Unlike quality broadsheets in the UK (The Times, The Guardian, etc.) which decided to save by configuring to a tab format, American broadsheets -- The Washington Post, The Philadelphia Inquirer, The Wall Street Journal, amongst them -- have by and large elected to reduce width.
Both formats are reader-friendly for no other reason that the paper is easier to grasp and read. Remember all that folding, especially when riding a public conveyance?
My preference? Reduced width.
Many American editors are afraid of the tab format since, in their minds, it screams yellow journalism. Not serious enough. Of course, that's humbug. Most American broadsheets have been less than serious for years. Just how old is Britney Spears anyway?
Tabs have their place. Is The New York Review of Books, a tab, serious enough for you?
I just prefer broadsheet layouts. More conservative. More traditional. Just my bias. No big deal.
Format change signals an even more important consideration -- beyond the immediate blessing of cost savings. At least at The Times, reformatting also means a renewed commitment by the paper to its Internet presence.
One of those 'slight' modifications was the reduction of the letters section by one third. Letters that would have have been otherwise printed in that missing space are now on-line.

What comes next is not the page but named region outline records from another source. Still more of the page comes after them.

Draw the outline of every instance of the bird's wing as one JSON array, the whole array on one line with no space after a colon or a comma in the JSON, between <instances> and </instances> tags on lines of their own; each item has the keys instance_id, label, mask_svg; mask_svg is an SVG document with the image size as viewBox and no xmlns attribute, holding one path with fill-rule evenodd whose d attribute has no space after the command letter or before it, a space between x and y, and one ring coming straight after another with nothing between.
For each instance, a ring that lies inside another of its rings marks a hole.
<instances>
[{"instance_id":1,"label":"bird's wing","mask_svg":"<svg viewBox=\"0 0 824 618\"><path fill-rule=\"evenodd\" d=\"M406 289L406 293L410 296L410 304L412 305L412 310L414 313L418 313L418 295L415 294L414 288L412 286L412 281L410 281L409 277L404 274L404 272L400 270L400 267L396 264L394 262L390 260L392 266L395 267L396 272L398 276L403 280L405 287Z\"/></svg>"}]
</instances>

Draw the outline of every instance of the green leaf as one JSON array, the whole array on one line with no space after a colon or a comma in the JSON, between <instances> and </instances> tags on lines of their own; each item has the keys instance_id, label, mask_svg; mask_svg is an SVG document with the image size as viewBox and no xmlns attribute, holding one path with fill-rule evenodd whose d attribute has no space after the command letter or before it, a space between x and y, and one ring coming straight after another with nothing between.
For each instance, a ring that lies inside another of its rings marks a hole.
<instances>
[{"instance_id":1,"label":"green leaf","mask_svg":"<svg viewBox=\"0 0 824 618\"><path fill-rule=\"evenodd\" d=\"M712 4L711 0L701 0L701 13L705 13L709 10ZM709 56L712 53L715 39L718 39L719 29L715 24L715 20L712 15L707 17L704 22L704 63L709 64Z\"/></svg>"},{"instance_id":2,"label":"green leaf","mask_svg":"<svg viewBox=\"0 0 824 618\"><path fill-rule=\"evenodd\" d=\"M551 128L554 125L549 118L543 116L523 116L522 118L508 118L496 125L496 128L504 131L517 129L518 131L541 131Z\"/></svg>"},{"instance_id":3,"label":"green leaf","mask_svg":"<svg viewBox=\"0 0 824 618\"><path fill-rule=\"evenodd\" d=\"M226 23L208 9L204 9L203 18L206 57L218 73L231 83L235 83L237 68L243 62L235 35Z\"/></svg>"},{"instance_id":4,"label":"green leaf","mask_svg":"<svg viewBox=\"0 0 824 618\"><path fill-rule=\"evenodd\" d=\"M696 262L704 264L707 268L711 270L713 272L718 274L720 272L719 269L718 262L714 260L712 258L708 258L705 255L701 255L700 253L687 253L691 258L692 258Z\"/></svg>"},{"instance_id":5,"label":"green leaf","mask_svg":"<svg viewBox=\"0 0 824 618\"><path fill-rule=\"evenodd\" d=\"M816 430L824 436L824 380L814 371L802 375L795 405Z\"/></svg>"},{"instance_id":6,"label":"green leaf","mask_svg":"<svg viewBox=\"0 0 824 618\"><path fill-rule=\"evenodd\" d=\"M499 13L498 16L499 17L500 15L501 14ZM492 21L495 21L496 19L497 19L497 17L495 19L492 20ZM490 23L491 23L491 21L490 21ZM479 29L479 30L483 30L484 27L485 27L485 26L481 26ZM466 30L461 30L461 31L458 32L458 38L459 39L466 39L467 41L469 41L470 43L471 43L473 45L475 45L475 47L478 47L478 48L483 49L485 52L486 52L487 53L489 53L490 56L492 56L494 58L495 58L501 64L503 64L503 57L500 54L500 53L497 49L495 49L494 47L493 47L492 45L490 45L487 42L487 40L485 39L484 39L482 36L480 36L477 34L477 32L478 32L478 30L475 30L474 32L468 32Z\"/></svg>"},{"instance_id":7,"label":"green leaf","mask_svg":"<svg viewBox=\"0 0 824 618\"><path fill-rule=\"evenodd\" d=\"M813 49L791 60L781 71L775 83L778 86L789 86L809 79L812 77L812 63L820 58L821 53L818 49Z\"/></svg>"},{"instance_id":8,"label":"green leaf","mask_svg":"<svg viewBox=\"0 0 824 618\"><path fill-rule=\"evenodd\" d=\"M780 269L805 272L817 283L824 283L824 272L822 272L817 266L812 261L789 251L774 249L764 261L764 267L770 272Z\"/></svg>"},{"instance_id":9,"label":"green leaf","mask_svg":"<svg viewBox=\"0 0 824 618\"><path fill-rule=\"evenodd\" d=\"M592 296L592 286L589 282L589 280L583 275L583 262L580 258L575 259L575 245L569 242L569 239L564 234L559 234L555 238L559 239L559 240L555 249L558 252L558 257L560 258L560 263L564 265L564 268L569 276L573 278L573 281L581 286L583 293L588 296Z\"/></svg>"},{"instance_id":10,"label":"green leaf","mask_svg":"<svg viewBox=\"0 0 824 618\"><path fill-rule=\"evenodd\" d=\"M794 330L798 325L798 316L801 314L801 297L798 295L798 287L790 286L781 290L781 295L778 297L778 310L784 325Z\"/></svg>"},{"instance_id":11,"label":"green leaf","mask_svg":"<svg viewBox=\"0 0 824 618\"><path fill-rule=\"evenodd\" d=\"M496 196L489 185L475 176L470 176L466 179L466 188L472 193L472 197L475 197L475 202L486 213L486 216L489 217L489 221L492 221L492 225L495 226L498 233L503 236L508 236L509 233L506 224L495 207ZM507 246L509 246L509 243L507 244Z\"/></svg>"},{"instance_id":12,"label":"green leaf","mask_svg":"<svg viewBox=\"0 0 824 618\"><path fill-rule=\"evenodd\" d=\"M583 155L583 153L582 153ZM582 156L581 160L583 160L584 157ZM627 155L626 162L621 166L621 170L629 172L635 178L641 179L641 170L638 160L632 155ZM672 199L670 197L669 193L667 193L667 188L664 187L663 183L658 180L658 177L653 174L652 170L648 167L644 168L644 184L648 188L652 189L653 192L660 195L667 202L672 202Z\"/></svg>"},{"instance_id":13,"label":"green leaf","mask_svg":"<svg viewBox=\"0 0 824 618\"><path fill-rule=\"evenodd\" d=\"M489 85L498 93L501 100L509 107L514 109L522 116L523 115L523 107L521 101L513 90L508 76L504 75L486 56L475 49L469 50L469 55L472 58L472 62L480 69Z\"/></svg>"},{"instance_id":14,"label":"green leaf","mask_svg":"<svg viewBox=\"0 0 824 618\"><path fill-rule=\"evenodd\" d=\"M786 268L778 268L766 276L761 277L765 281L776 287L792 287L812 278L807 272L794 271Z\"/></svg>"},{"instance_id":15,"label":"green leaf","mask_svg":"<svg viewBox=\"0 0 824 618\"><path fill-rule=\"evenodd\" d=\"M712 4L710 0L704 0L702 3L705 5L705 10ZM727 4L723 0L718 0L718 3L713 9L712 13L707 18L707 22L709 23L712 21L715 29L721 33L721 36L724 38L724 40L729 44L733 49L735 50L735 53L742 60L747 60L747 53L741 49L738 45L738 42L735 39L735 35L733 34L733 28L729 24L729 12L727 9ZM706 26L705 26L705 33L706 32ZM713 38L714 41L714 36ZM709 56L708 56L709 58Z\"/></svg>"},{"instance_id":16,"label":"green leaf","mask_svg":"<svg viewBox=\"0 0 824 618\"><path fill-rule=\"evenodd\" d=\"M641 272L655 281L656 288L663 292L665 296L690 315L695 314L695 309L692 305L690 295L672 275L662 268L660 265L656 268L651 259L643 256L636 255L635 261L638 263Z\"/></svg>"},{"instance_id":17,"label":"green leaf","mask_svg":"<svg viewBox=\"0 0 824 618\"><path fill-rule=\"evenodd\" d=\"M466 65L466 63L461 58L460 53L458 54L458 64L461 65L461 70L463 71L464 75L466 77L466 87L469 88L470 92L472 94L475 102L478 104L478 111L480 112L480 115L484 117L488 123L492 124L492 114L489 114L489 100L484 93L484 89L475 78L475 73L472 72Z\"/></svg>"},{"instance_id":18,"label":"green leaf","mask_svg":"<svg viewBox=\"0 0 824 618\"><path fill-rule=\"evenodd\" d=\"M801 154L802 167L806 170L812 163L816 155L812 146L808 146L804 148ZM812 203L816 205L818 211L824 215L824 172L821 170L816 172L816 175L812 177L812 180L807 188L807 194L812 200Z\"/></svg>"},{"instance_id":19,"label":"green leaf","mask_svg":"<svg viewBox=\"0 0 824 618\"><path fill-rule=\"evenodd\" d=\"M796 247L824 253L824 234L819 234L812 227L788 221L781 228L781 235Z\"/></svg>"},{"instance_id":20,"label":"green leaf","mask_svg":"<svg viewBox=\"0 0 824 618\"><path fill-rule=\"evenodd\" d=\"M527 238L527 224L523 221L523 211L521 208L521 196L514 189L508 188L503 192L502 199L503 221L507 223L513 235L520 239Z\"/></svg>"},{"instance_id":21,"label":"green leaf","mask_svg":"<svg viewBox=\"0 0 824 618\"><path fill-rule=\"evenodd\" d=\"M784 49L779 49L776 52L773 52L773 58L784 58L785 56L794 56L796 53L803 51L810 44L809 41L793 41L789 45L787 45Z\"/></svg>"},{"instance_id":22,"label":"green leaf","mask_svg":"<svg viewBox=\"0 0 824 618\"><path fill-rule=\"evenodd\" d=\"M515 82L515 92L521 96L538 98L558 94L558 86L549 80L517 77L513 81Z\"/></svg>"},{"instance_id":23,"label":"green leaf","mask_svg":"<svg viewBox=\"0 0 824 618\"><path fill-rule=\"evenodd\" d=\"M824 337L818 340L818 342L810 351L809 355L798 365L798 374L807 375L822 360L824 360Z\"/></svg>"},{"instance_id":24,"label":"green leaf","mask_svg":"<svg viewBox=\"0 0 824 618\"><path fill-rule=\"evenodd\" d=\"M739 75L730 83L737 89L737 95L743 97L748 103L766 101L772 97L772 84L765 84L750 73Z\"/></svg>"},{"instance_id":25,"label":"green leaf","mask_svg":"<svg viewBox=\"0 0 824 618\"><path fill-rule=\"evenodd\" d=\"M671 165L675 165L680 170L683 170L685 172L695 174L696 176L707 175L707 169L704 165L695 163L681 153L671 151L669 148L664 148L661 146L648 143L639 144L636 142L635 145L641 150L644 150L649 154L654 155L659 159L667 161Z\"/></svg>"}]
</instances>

This isn't an 'inter-active' innovation. It's rather a move by The Times to integrate its print and on-line products into a unified, symbiotic whole. The Times's on-line version is no longer an add-on. It's now a full-fledged component of the daily paper. An indication is offered by a new letter policy that makes print and on-line letters both 'part of The Times's permanent record.'
For now, The Times's print version is the senior partner in the merger. We'll see how long that lasts.